Rename user-facing API

This commit is contained in:
Ines Montani 2020-08-28 21:04:02 +02:00
parent 6a999c9303
commit 0687d7148e
3 changed files with 82 additions and 71 deletions

View File

@ -159,8 +159,8 @@ class Language:
self.vocab: Vocab = vocab
if self.lang is None:
self.lang = self.vocab.lang
self._pipeline = []
self._disabled = set()
self.components = []
self.disabled = set()
self.max_length = max_length
self.resolved = {}
# Create the default tokenizer from the default config
@ -211,7 +211,7 @@ class Language:
# TODO: Adding this back to prevent breaking people's code etc., but
# we should consider removing it
self._meta["pipeline"] = self.pipe_names
self._meta["disabled"] = list(self._disabled)

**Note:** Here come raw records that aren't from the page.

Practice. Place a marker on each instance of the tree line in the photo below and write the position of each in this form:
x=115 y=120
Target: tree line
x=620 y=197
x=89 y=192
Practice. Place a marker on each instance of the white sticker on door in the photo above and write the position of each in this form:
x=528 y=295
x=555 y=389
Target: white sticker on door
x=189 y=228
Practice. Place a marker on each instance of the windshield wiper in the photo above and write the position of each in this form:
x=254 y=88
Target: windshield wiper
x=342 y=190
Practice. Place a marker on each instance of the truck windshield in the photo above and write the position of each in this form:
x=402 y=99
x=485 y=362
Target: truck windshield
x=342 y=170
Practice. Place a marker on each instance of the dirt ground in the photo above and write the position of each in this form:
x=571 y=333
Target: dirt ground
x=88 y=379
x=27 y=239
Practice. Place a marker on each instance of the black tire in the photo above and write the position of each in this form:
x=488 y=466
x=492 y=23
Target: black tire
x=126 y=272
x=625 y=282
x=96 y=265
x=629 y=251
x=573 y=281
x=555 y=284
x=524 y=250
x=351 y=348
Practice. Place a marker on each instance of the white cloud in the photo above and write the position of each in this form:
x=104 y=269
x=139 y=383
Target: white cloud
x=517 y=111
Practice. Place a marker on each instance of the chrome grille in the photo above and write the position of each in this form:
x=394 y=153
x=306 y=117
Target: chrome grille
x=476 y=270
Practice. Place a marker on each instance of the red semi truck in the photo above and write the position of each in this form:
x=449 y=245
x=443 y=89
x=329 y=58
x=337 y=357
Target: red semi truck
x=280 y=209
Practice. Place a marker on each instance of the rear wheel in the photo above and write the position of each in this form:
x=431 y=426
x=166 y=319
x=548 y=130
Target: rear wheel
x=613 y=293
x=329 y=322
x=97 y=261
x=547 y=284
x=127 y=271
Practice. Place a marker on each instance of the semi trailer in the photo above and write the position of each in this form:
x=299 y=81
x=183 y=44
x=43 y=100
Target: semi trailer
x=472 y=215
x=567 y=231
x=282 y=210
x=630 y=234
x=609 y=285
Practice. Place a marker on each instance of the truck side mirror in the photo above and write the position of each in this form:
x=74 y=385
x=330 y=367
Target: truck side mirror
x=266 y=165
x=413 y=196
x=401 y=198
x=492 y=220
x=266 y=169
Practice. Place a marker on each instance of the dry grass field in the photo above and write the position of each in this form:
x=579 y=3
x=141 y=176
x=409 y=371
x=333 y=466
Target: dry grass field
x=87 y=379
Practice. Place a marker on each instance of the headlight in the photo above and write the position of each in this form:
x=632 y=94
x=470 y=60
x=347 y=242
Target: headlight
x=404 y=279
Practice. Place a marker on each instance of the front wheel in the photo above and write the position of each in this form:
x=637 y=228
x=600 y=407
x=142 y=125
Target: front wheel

self._meta["disabled"] = list(self.disabled)
return self._meta
@meta.setter
@ -234,14 +234,14 @@ class Language:
# we can populate the config again later
pipeline = {}
score_weights = []
for pipe_name in self._pipe_names:
for pipe_name in self.component_names:
pipe_meta = self.get_pipe_meta(pipe_name)
pipe_config = self.get_pipe_config(pipe_name)

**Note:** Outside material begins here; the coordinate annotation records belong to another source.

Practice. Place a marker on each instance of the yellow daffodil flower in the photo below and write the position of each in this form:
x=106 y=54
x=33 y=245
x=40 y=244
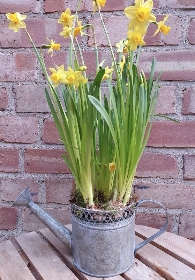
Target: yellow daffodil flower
x=121 y=47
x=75 y=77
x=16 y=21
x=107 y=73
x=83 y=68
x=140 y=14
x=79 y=29
x=162 y=27
x=122 y=63
x=112 y=166
x=58 y=75
x=66 y=32
x=66 y=19
x=98 y=3
x=53 y=46
x=135 y=38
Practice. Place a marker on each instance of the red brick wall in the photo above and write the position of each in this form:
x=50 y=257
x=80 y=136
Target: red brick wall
x=30 y=151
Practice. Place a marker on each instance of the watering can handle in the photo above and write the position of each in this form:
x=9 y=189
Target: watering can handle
x=158 y=233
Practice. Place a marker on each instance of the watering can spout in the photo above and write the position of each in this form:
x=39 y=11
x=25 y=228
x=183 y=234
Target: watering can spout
x=63 y=233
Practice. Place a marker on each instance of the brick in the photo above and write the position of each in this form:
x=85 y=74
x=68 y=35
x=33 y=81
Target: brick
x=9 y=160
x=63 y=187
x=189 y=167
x=116 y=34
x=187 y=225
x=31 y=99
x=117 y=5
x=47 y=29
x=176 y=66
x=3 y=99
x=51 y=6
x=172 y=134
x=8 y=218
x=173 y=38
x=19 y=6
x=184 y=194
x=188 y=106
x=183 y=4
x=191 y=32
x=45 y=161
x=11 y=188
x=8 y=38
x=16 y=129
x=154 y=220
x=61 y=57
x=50 y=134
x=31 y=222
x=157 y=165
x=18 y=67
x=166 y=100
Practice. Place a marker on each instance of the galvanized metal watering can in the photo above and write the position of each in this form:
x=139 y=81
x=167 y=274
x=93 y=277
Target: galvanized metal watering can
x=102 y=242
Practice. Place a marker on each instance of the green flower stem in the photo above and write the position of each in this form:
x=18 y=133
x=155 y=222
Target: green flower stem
x=110 y=47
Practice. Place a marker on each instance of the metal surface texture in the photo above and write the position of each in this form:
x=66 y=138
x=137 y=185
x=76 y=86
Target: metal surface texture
x=103 y=249
x=102 y=242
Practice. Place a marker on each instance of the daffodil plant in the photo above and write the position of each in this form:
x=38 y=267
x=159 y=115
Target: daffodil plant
x=104 y=136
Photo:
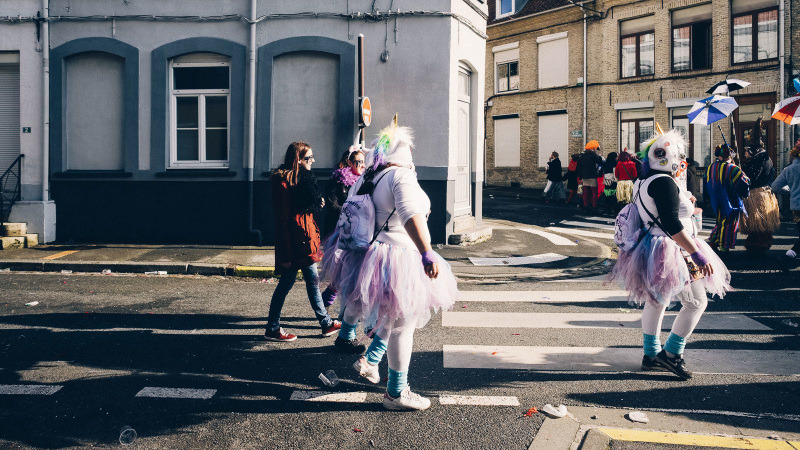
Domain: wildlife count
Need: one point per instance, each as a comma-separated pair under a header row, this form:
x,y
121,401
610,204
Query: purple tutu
x,y
656,271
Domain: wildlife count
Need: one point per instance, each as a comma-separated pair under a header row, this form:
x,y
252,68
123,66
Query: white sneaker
x,y
407,401
367,370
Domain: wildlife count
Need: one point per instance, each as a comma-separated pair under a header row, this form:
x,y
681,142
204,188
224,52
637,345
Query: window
x,y
697,136
553,60
636,127
637,47
506,141
691,38
755,31
199,112
504,8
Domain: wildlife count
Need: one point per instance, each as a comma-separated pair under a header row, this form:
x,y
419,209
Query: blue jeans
x,y
285,284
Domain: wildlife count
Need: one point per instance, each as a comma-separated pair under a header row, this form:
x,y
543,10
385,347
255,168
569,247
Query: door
x,y
9,109
463,184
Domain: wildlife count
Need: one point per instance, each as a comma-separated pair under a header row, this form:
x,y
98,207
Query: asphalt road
x,y
105,338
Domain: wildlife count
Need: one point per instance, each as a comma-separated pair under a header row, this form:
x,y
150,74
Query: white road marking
x,y
478,400
543,296
554,238
29,389
606,359
599,226
158,392
322,396
518,260
728,322
577,232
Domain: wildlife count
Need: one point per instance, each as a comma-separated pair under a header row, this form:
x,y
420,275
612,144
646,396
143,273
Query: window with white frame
x,y
505,8
199,111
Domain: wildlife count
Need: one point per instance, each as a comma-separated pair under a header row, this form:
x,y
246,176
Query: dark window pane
x,y
680,49
701,45
742,39
629,56
647,54
216,145
186,113
768,34
187,145
217,112
201,77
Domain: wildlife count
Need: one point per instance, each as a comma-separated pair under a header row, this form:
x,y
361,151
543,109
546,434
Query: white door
x,y
463,185
9,112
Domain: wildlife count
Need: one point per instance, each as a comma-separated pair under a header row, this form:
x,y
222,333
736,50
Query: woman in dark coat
x,y
295,198
351,166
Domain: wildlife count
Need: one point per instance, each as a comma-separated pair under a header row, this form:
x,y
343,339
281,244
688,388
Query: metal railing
x,y
10,188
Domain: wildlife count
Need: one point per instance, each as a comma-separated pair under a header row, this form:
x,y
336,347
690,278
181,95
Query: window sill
x,y
92,174
196,173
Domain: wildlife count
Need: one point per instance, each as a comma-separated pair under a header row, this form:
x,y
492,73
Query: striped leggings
x,y
724,233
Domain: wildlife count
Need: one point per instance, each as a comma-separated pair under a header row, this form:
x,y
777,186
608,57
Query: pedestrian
x,y
727,186
392,291
669,263
351,166
790,179
610,183
296,197
762,217
626,174
588,170
555,187
571,177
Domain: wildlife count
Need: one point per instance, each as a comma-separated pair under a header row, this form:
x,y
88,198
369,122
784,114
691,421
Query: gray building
x,y
164,116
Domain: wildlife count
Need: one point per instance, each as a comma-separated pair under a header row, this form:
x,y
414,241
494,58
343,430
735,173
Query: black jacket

pipeline[pipe_name] = {"factory": pipe_meta.factory, **pipe_config}
if pipe_meta.default_score_weights:
score_weights.append(pipe_meta.default_score_weights)
self._config["nlp"]["pipeline"] = self._pipe_names
self._config["nlp"]["disabled"] = list(self._disabled)
self._config["nlp"]["pipeline"] = self.component_names
self._config["nlp"]["disabled"] = list(self.disabled)
self._config["components"] = pipeline
self._config["training"]["score_weights"] = combine_score_weights(score_weights)
if not srsly.is_json_serializable(self._config):
@ -261,15 +261,13 @@ class Language:
return list(self.factories.keys())
@property
def _pipe_names(self) -> List[str]:
def component_names(self) -> List[str]:
"""Get the names of the available pipeline components. Includes all
active and inactive pipeline components.
RETURNS (List[str]): List of component name strings, in order.
"""
# TODO: Should we make this available via a user-facing property? (The
# underscore distinction works well internally)
return [pipe_name for pipe_name, _ in self._pipeline]
return [pipe_name for pipe_name, _ in self.components]
@property
def pipeline(self) -> List[Tuple[str, Callable[[Doc], Doc]]]:
@ -279,7 +277,7 @@ class Language:
RETURNS (List[Tuple[str, Callable[[Doc], Doc]]]): The pipeline.
"""
return [(name, p) for name, p in self._pipeline if name not in self._disabled]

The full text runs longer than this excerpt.